Now this is not to argue for weekly or monthly communion over deeper and lengthier preaching, although that’s the choice I’d make and argue for. It’s to argue instead that limited time in corporate and formal Lord’s Day worship is always a tradeoff, and to deny this is to refuse to see what was clear in Geneva and is still clear today, including in our own congregations. We must face this reality and decide where to put our priorities, time-wise, doing so by faith.
One way to compensate for this reality is to have all-church Bible reading programs as our congregation does. Another way is to cut off any serious Lord’s Supper liturgy which almost every Reformed church today does, leaving to the side the Biblical fencing of the table. Read “Church Reformed” for more on this. Read Calvin and Knox’s Lord’s Table liturgy, comparing it to the Lord’s Table liturgies of men like Jeff Meyers and Doug Wilson using Jeff’s liturgies where there is no significant fencing of the table beyond “come,” “come,” and COME!" Then think carefully about why men claiming Calvin and the magisterial reformers as their heritage avoid the actual words of the Lord’s Table liturgy Calvin and Knox employed. It’s very telling.
I have no beef with Fr. Bill’s liturgy knowing Fr. Bill’s heart and faith, and trusting him entirely. But every one of us needs to think carefully about our priorities for our limited time given to worship.

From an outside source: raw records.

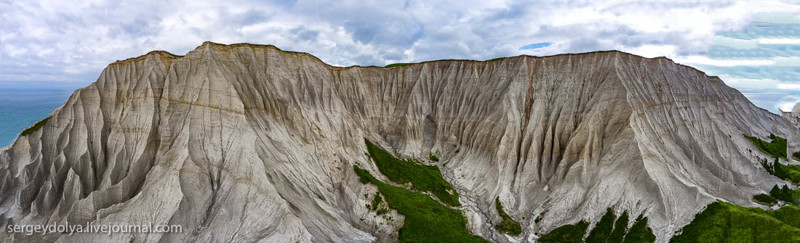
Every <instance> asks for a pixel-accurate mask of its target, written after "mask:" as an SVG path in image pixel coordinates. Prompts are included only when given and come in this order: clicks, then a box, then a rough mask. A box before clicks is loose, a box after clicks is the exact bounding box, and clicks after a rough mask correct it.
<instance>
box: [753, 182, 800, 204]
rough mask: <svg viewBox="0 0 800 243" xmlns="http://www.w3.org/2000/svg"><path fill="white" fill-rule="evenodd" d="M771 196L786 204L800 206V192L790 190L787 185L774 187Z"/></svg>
mask: <svg viewBox="0 0 800 243" xmlns="http://www.w3.org/2000/svg"><path fill="white" fill-rule="evenodd" d="M759 195H763V194H759ZM769 196H770V197H772V198H774V199H775V200H780V201H784V202H786V203H791V204H800V190H792V189H789V187H788V186H786V185H783V187H778V185H775V186H773V187H772V190H770V191H769Z"/></svg>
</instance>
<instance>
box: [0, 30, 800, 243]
mask: <svg viewBox="0 0 800 243" xmlns="http://www.w3.org/2000/svg"><path fill="white" fill-rule="evenodd" d="M796 132H797V129H796V128H795V127H794V126H793V125H792V124H790V123H789V122H788V121H787V120H785V119H783V118H781V117H780V116H778V115H774V114H771V113H769V112H767V111H766V110H763V109H760V108H757V107H755V106H754V105H753V104H752V103H750V102H749V101H748V100H747V99H746V98H745V97H744V96H743V95H741V93H739V92H738V91H736V90H735V89H732V88H730V87H728V86H726V85H725V84H724V83H723V82H722V81H721V80H719V79H717V78H709V77H707V76H706V75H705V74H704V73H702V72H700V71H698V70H695V69H693V68H690V67H686V66H682V65H678V64H675V63H673V62H672V61H670V60H668V59H666V58H655V59H648V58H642V57H638V56H634V55H630V54H626V53H621V52H616V51H608V52H592V53H584V54H569V55H557V56H550V57H530V56H519V57H512V58H505V59H500V60H494V61H488V62H476V61H458V60H444V61H433V62H425V63H420V64H413V65H408V66H400V67H393V68H378V67H348V68H340V67H332V66H329V65H326V64H324V63H322V62H321V61H319V60H318V59H317V58H315V57H313V56H311V55H308V54H305V53H294V52H285V51H281V50H279V49H277V48H275V47H272V46H260V45H250V44H236V45H220V44H215V43H210V42H206V43H204V44H203V45H201V46H200V47H198V48H197V49H195V50H193V51H191V52H189V53H187V54H186V56H182V57H180V56H175V55H172V54H168V53H164V52H151V53H149V54H147V55H145V56H142V57H138V58H134V59H129V60H125V61H120V62H116V63H113V64H111V65H109V67H107V68H106V69H105V70H104V71H103V73H102V75H101V76H100V78H99V79H98V80H97V82H95V83H94V84H92V85H90V86H89V87H87V88H84V89H81V90H77V91H76V92H75V94H74V95H73V96H72V97H71V98H70V99H69V101H68V102H67V103H66V104H64V106H62V107H60V108H58V109H56V110H55V111H53V113H52V114H51V116H50V117H49V119H48V121H47V122H46V123H45V124H44V125H43V126H42V127H41V129H39V130H37V131H34V132H32V133H31V134H29V135H24V136H20V137H19V138H18V139H17V140H16V141H15V142H14V143H13V144H12V145H11V146H9V147H7V148H5V149H3V150H2V151H0V183H2V184H0V213H2V214H1V215H0V216H2V218H0V219H2V220H3V222H4V224H3V227H5V226H6V225H18V224H47V223H52V222H61V223H64V222H69V223H70V224H85V223H86V222H94V224H98V225H99V224H147V223H150V224H179V225H181V226H182V227H183V233H173V234H146V233H131V234H113V235H111V236H106V235H97V234H74V235H57V234H49V235H45V236H41V235H32V236H24V235H20V234H8V233H5V232H3V233H0V234H2V236H3V237H4V238H5V239H16V240H40V239H43V240H46V241H55V240H62V241H85V240H92V239H103V240H115V241H125V242H128V241H131V240H133V241H137V242H143V241H144V242H156V241H165V242H173V241H200V242H208V241H256V240H262V241H281V242H286V241H337V242H367V241H375V240H379V241H393V240H396V239H397V230H398V229H399V228H400V227H401V226H402V225H403V217H402V216H401V215H398V214H397V213H396V212H394V211H393V212H391V213H390V215H391V217H381V216H378V215H376V214H375V213H374V212H371V211H370V210H369V209H368V208H367V207H365V206H364V205H366V204H368V203H369V200H370V198H368V197H365V196H364V195H372V194H374V193H375V192H376V191H377V188H376V187H375V186H373V185H368V184H367V185H365V184H362V183H360V182H359V177H358V176H357V175H356V174H355V172H354V171H353V169H352V168H353V166H354V165H359V166H361V168H365V169H367V170H368V171H370V172H371V174H372V175H375V176H377V177H378V179H381V180H382V181H388V180H385V178H381V174H380V173H377V168H375V166H374V165H373V164H372V163H368V162H369V157H368V156H366V155H365V154H366V153H367V149H366V147H365V145H364V142H363V141H364V139H365V138H366V139H369V140H371V141H373V142H376V143H377V144H378V145H380V146H381V147H384V148H389V149H391V150H393V152H394V153H395V154H396V155H398V156H401V157H408V158H428V156H429V155H430V154H435V155H438V157H439V158H441V161H440V162H437V164H438V165H439V166H440V167H441V169H442V172H443V173H444V177H445V179H446V180H448V181H449V182H450V183H451V184H452V185H453V186H454V187H455V189H456V191H457V192H458V193H459V194H460V197H459V199H460V200H461V203H460V204H461V205H462V206H461V209H462V211H464V212H465V214H466V215H465V216H466V218H467V219H468V221H469V222H468V228H469V230H470V231H471V232H472V233H473V234H477V235H480V236H482V237H484V238H486V239H489V240H492V241H533V240H535V239H536V238H537V236H538V235H541V234H542V233H546V232H548V231H550V230H552V229H554V228H556V227H558V226H561V225H565V224H573V223H576V222H579V221H581V220H586V221H588V222H597V221H599V220H600V219H601V217H602V216H603V215H604V214H605V213H606V210H607V209H608V208H613V210H614V212H615V213H616V215H620V214H622V212H628V213H629V214H631V218H632V219H635V218H637V217H638V216H641V215H644V216H646V217H648V218H649V221H648V222H649V226H650V227H651V228H652V229H653V232H654V233H655V234H656V236H657V240H658V241H666V240H668V238H669V237H671V235H673V234H674V232H675V231H677V230H679V229H680V227H682V226H683V225H686V224H688V223H689V222H690V221H691V220H692V217H693V216H694V215H695V214H696V213H698V212H699V211H700V210H702V209H703V207H704V206H705V205H707V204H709V203H711V202H713V201H716V200H724V201H728V202H732V203H736V204H739V205H747V206H754V205H756V204H754V203H753V202H752V195H754V194H758V193H763V192H766V191H768V190H769V188H771V187H772V186H773V185H775V184H781V183H783V182H781V181H780V180H778V179H777V178H775V177H772V176H770V175H769V174H767V173H766V172H765V171H764V170H763V169H762V168H761V165H760V164H759V163H758V157H766V156H765V155H763V154H762V153H760V151H758V149H755V148H754V147H753V145H752V144H751V143H750V142H749V141H748V140H747V139H746V138H745V137H744V136H742V134H746V135H754V136H760V137H762V138H765V137H766V136H767V135H768V134H770V133H774V134H777V135H780V136H783V137H787V138H789V139H790V141H789V143H790V147H791V146H795V144H796V142H795V141H794V140H793V139H794V138H795V137H796V136H793V135H794V134H795V133H796ZM497 198H499V201H501V202H502V205H503V209H504V210H505V212H506V213H507V214H508V215H509V216H511V217H512V218H513V219H515V220H517V221H519V223H520V224H522V233H521V234H520V236H518V237H510V236H506V235H504V234H502V233H499V232H497V231H496V230H495V228H494V225H495V224H498V223H500V221H501V217H500V215H499V214H498V212H497V210H496V207H495V203H496V199H497ZM536 218H539V219H540V220H536ZM537 222H538V223H537ZM629 224H633V222H632V221H631V222H629Z"/></svg>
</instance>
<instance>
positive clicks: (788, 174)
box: [761, 158, 800, 183]
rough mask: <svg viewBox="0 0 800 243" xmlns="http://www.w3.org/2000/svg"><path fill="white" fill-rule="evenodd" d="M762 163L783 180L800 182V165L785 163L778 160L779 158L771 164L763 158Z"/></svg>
mask: <svg viewBox="0 0 800 243" xmlns="http://www.w3.org/2000/svg"><path fill="white" fill-rule="evenodd" d="M761 165H762V166H764V169H765V170H767V172H768V173H770V174H771V175H774V176H775V177H778V178H781V179H782V180H787V181H791V182H794V183H800V165H784V164H781V163H779V162H778V158H775V161H774V162H772V164H770V163H769V162H767V160H766V159H763V160H761Z"/></svg>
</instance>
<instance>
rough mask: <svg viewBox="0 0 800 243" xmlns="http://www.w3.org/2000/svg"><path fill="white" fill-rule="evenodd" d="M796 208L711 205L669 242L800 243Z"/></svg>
mask: <svg viewBox="0 0 800 243" xmlns="http://www.w3.org/2000/svg"><path fill="white" fill-rule="evenodd" d="M799 227H800V208H798V206H796V205H788V206H784V207H781V208H780V209H778V210H772V211H767V210H762V209H759V208H746V207H742V206H738V205H735V204H730V203H726V202H719V201H718V202H714V203H712V204H710V205H708V207H707V208H706V209H705V210H703V212H701V213H699V214H697V216H695V218H694V220H692V222H691V223H690V224H689V225H687V226H686V227H684V228H683V229H682V230H681V233H680V234H679V235H676V236H675V237H673V238H672V240H671V242H800V228H799Z"/></svg>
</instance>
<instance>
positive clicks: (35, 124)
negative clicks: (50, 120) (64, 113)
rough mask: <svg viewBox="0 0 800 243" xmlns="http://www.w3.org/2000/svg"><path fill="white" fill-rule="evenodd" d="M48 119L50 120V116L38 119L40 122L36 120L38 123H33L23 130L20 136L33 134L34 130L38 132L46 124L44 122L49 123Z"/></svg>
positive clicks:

This is the reason Reformed men across the centuries employed a “reader’s service” for an hour before corporate worship. The pastor or an elder would read consecutively through the Word of God during these services. For almost an hour so that in a limited period of time the people who came would hear all of Scripture read out loud. It’s an idea that some might consider. Love,
Does your Anglican church perform the Daily Office? I believe the complete morning and evening prayer readings is usually 85%+ of the bible.
Our parish was never large enough to “field” a dependably minimal congregation for the daily office. In our jurisdiction (and most others I’ve ever heard of), clergy are expected to read Morning Prayer and Evening Prayer every day.
In larger parishes, it’s common for Evening Prayer (Vespers) to be read once a week. In our parish, this was always a meeting for men only, as the male heads of households functioned pretty much as does the session of a Presbyterian congregation. Men could bring news and raise questions or issues in a meeting, after which Evening Prayer was sung (we would sing acapella the Psalm and canticles to Anglican chant). In addition to the set prayers, the men would bring their own prayers to offer (in collect form too!) at the appropriate place in the midst of the set prayers.
The figure I’ve always heard (though never verified for myself) is that 85 percent of the entire Prayer Book is either quotation, paraphrase, or allusion to the Bible. Usually this is a reference to the 1662 English Prayer Book, the “gold standard” for all other national Prayer Books as the British Colonies became independent.
Lutherans would not call themselves Reformed, but we also read a lectionary (either a one-year or a three-year, with roughly the same tradeoffs Fr. Mouser mentioned.) The lectionary typically contains an Old Testament reading, an epistle reading and a gospel reading. A Psalm is also sung. Adult Sunday school is the place for sequential expository reading and teaching and is well attended at a healthy church.